You confirm my intuitions, too. I thought enabling true parallelism in R would be too much of a task, that’s why I mention Python’s global interpreter lock as an inspiration. Initially I thought I would be possible to leave R (and enter C) and provide secure threading there. Now it seems it’s a variation of the same problem as interpreter needs to be exclusively present in one thread only because of memory allocation and garbage collection. One way I am still going to investigate is identifying the set of memory-related APIs that need to be synchronized and making them secured with an exclusive mutex. That way only one thread could change the shared resource – interpreter’s manager heap.
It still means that old C code cannot use this feature because allocation and protection from garbage collection are not atomic (which is a big problem). There could be a new call, e.g. allocVector4 with a flag to return a protected vector but only new code would know about it.

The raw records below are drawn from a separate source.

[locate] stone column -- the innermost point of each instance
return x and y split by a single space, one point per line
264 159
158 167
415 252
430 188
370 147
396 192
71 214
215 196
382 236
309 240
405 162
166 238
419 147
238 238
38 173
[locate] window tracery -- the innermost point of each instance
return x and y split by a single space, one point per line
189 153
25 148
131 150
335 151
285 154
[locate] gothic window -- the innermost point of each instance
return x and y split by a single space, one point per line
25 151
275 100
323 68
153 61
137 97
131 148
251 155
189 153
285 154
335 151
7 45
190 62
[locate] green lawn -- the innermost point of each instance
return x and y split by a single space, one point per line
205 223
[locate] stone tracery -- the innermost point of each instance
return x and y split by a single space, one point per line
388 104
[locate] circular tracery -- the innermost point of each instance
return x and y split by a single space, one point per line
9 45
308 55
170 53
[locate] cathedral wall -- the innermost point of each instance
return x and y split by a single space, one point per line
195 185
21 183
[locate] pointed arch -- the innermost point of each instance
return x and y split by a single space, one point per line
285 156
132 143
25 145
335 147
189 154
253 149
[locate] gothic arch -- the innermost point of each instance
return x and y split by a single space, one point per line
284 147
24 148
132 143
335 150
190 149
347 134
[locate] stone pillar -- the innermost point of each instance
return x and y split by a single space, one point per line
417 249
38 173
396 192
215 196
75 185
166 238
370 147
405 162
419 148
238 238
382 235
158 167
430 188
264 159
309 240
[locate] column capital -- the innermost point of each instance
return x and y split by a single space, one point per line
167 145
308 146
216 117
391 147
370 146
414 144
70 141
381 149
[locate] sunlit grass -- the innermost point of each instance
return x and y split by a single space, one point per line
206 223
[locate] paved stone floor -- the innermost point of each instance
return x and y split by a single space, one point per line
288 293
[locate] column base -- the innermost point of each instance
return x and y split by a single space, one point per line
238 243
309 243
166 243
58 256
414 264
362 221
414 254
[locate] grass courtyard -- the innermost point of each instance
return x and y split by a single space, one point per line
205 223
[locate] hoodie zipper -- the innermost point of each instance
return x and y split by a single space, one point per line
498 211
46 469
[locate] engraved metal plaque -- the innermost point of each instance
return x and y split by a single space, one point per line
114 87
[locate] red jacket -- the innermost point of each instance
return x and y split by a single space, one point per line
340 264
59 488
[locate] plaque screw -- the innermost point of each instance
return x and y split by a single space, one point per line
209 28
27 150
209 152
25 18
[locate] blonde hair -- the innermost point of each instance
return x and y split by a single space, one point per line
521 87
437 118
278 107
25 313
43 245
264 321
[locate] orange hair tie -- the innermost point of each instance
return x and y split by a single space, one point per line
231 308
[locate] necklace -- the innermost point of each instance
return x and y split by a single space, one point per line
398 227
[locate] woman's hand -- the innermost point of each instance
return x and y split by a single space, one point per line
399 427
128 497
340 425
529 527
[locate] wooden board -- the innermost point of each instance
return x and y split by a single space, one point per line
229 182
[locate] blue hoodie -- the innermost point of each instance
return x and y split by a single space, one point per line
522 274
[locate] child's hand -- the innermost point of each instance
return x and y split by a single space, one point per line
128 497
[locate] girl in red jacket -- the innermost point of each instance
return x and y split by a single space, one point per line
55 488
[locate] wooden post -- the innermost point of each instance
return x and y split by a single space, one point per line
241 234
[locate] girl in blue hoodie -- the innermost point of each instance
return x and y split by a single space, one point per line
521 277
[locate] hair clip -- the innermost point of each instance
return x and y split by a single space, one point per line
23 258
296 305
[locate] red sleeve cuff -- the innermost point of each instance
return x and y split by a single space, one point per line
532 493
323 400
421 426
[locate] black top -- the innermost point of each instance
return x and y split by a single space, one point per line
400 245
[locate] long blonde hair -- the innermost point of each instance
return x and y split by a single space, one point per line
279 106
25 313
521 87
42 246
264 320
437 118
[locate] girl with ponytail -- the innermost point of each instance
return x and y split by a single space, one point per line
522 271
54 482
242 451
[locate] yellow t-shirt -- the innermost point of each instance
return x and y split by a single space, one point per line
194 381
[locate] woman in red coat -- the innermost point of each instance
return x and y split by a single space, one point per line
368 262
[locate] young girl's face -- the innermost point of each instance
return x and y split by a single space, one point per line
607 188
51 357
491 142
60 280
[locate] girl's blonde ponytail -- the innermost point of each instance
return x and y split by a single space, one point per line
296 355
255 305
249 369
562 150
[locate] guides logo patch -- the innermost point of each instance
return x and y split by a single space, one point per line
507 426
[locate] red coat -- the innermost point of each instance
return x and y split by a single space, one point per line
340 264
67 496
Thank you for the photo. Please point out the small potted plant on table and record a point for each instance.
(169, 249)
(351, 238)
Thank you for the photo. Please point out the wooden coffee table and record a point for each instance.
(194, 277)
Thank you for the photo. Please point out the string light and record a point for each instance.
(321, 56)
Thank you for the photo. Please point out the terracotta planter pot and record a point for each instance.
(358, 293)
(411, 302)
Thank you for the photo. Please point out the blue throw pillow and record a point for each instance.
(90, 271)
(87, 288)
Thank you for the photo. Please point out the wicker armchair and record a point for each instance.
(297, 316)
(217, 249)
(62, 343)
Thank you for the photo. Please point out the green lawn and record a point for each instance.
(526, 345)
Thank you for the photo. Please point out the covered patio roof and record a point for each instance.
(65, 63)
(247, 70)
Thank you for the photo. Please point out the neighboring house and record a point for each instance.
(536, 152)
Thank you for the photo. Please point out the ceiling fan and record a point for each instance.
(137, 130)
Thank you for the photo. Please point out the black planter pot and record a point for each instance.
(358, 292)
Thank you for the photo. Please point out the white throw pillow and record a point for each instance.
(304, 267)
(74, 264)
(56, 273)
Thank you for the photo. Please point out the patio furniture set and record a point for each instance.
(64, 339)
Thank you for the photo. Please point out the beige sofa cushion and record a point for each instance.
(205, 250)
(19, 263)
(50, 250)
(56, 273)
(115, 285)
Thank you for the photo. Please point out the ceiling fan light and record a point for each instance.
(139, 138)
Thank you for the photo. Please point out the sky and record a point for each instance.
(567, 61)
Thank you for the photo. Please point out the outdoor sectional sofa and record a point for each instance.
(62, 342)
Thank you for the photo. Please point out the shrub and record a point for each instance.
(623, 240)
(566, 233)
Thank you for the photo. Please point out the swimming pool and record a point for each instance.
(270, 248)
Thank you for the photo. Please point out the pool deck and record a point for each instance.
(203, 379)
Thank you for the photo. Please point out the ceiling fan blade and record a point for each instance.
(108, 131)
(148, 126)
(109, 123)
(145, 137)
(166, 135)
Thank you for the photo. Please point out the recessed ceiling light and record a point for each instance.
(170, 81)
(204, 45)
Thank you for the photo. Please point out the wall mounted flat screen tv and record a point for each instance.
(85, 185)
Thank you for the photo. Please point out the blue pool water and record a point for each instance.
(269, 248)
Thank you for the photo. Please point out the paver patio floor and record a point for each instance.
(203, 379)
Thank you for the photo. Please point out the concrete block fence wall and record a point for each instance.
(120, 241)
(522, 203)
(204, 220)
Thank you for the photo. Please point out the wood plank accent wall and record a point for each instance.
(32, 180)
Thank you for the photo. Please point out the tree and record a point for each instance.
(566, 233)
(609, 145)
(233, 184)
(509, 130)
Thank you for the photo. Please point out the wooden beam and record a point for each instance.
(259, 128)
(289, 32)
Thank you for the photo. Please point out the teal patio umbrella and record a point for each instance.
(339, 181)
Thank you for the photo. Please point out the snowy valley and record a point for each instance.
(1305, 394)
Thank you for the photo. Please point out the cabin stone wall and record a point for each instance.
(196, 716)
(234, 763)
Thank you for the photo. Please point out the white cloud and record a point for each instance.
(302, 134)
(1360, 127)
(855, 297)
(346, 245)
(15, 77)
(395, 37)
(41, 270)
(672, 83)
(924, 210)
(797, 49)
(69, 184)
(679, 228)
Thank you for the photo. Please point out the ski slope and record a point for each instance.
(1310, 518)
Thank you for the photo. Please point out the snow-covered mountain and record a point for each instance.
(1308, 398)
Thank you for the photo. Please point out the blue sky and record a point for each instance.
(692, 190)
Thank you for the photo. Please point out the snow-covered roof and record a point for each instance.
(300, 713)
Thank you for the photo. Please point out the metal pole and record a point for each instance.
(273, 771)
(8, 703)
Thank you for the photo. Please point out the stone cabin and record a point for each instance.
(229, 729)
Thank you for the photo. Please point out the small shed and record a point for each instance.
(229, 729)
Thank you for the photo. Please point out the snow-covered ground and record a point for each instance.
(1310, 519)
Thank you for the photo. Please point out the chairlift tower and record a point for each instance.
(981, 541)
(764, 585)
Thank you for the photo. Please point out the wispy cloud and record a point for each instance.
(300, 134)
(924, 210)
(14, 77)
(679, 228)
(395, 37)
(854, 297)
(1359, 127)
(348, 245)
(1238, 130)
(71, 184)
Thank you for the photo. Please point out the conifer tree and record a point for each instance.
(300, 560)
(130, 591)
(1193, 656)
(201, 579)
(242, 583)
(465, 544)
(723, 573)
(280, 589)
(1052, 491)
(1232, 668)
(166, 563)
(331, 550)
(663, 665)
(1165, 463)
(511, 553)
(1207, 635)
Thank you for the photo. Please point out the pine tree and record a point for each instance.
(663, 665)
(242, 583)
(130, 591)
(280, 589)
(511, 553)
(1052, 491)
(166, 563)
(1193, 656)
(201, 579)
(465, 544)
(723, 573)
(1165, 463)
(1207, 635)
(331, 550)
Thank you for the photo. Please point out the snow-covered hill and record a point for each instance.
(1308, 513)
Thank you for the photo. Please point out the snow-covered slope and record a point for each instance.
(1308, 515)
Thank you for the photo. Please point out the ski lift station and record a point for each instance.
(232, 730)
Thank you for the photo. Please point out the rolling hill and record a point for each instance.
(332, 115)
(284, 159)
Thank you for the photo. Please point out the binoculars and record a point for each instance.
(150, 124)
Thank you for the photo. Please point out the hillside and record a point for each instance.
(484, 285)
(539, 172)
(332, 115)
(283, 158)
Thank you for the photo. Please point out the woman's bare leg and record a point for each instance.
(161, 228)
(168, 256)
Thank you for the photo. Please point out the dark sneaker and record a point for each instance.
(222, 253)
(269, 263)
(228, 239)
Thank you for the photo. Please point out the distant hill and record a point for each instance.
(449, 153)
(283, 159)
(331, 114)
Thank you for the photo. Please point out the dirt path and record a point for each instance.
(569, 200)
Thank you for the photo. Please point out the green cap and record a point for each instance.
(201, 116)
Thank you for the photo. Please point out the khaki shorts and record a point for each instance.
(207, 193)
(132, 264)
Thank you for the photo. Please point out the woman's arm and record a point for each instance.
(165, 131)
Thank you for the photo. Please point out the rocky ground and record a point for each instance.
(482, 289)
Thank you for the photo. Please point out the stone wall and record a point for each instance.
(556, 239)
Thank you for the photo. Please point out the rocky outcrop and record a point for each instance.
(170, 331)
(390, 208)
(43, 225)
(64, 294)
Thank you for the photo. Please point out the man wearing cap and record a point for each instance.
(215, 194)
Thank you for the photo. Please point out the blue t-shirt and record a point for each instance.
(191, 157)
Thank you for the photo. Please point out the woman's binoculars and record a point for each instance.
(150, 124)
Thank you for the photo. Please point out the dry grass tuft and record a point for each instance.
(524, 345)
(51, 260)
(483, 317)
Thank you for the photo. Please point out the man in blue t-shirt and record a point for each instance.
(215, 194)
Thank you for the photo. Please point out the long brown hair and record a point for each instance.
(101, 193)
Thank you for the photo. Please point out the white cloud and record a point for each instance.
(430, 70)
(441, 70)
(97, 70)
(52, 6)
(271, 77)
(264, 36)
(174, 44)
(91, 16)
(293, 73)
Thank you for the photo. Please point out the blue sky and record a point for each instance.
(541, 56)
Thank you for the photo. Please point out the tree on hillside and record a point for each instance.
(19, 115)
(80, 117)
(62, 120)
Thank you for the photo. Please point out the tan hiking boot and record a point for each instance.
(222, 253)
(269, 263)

Another way could be to provide synchronized and safe APIs through a package and allow only for R-level threads and C-level protected allocation in new code that accesses R via this new library. I would mean that all standard calls (even entering C) would take over synchronized resource (interpreter and managed heap). Only threads that explicitly promise not to call core R API directly would be allowed to run in parallel. Still, allocation via allocVector4 would take over the shared resource so core R needs to be patched to respect that. (Although one could simply copy garbage collector from R and maintain a separate, synchronized heap just for threads. Objects could be accessed from the main thread and vice versa but would never be deallocated by the main garbage collector.)
A completely insane idea if R cannot be patched would be to replace entries in process’ symbol table. That’s the last resort, however, as it’s not portable and complex.
Finally there is the ability to allocate all the memory ahead of time and then go to C with no need to access the managed heap. Current core R does not do this (I checked cumsum) – even if low-level function runs on pre-allocated memory, it’s hidden behind a public API that will allocate. So again, the answer is either to patch core R or to provide a C library with all required APIs (plus minimal patch to core R, which seems unavoidable).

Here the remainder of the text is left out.